Amazing, gun and guy
Very glad you kept it in the family


----------



## 911 (Sep 18, 2019)

hollydolly said:


> I understand that. I'm an avid Diary keeper, still in longhand, not on the computer,  and I can't tell you how many diaries I have now, and yes it's fascinating sometimes to read back, and realise how much I'd forgotten..

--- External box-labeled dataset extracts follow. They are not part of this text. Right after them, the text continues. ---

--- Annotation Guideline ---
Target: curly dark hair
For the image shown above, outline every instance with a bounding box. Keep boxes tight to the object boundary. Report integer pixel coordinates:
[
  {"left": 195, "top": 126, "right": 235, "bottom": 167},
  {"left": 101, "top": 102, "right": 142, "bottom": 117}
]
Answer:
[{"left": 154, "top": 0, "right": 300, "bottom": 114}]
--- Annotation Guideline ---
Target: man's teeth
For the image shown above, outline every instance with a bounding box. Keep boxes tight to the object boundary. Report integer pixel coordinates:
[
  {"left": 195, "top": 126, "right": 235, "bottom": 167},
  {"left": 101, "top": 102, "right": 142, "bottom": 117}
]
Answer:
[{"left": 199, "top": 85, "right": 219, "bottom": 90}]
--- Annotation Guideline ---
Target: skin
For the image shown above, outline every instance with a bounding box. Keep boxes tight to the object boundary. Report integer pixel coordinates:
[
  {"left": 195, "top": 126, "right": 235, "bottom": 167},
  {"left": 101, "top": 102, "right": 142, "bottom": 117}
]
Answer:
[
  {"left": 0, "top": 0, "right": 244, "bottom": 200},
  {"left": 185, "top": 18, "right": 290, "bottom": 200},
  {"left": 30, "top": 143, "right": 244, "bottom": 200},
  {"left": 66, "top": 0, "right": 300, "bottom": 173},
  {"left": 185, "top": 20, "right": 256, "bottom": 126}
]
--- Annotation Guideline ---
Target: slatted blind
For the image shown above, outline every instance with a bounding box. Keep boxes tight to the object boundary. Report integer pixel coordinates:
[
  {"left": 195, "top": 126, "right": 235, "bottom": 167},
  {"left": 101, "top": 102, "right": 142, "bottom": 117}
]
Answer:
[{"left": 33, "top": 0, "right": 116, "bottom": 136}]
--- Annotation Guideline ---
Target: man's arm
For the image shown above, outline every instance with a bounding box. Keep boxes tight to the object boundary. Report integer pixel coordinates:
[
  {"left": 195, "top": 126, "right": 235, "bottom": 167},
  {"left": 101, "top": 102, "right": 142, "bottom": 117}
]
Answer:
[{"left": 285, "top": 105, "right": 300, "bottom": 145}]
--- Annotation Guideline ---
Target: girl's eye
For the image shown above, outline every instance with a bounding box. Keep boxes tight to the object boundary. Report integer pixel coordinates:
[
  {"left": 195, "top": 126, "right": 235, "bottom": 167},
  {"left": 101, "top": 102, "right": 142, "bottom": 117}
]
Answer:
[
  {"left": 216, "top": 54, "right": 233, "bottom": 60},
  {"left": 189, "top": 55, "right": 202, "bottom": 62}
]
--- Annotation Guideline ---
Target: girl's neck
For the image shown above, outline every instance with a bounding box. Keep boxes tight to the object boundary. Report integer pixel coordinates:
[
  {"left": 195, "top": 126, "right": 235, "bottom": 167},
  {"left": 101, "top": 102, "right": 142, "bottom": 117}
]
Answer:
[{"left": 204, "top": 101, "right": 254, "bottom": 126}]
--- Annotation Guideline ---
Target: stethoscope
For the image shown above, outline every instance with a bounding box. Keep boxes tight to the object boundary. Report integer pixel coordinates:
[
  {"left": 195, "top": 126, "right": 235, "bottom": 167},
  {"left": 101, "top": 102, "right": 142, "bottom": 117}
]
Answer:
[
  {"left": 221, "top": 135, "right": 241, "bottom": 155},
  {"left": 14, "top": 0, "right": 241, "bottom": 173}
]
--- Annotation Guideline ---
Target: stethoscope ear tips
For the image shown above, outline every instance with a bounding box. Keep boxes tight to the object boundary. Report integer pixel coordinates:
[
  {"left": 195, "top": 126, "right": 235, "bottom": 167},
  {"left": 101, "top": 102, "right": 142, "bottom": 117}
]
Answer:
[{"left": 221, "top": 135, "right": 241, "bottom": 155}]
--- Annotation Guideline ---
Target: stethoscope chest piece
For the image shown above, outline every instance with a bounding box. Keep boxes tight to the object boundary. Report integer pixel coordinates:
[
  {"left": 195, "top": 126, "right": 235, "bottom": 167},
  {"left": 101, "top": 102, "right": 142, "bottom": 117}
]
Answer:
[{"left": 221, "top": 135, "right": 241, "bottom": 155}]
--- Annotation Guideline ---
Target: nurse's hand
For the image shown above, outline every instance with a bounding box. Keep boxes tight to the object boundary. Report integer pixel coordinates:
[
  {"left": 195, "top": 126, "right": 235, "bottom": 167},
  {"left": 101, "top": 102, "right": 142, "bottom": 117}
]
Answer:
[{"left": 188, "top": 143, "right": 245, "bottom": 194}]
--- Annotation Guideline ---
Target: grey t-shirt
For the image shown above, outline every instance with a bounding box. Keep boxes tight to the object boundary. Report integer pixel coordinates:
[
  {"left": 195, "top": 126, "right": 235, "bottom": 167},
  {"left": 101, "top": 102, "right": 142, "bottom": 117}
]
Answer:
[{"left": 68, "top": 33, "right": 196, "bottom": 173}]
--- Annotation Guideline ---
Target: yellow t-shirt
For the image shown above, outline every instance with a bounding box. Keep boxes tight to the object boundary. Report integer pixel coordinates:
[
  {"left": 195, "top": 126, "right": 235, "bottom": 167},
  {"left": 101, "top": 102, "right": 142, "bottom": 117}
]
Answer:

I like keeping a journal as do a lot of men, especially making journal entries about our job. As a State Trooper, there were always a lot of entries to make. Occasionally, I like to reflect back on those days when I was younger, but not as a rookie. I worked mostly third shift, so I had some slow nights, which I was also thankful for.


----------



## norman (Sep 18, 2019)

My baseball card collection...  The baseball cards were in bubble gum packs and I had at least two Mickey Mantle Cards at one time.  We carried them in our pockets to school with a rubber bands around them and traded them all the time.  The Yankees were my favorite team and I had most of the players, maybe all of them,  don't remember that was at least 70 years ago..ugg  As I lost interest we pinned them on the cloths line with a wooden cloths pin and shot them as targets then threw them away.  My next collection hobby was pocket knives, now I just collect dust.   lol     p.s.  I read that a Mickey Mantle rookie card today is worth over $50,000.00 today. lol


----------



## Victor (Oct 8, 2019)

You can try to buy your missing stuff on Ebay.
I did that. First thing I ever bought were Davy Crockett cards
that I display.


----------



## jujube (Oct 8, 2019)

I'd like to have my marbles back.  I lost them somewhere along the way.


----------



## gennie (Oct 8, 2019)

Wish I still had:  complete set of Foxfire books, and my vinyl records.


----------



## peppermint (Oct 14, 2019)

I have a great collection of pictures....I mostly love the one I'll show....My Dad..  My Hero....Passed away at 87 years old...
He looks so like my brother....My brother is younger then me....I discovered this picture in a large box of papers....
Love You Dad, Always....


----------



## moviequeen1 (Oct 18, 2019)

In the 60's and 70's had a collection of LP's I played on a stereo record player
I never thought  the LP would make a 'comeback' like it has past couple of yrs
I guess 'what's old is new again'


----------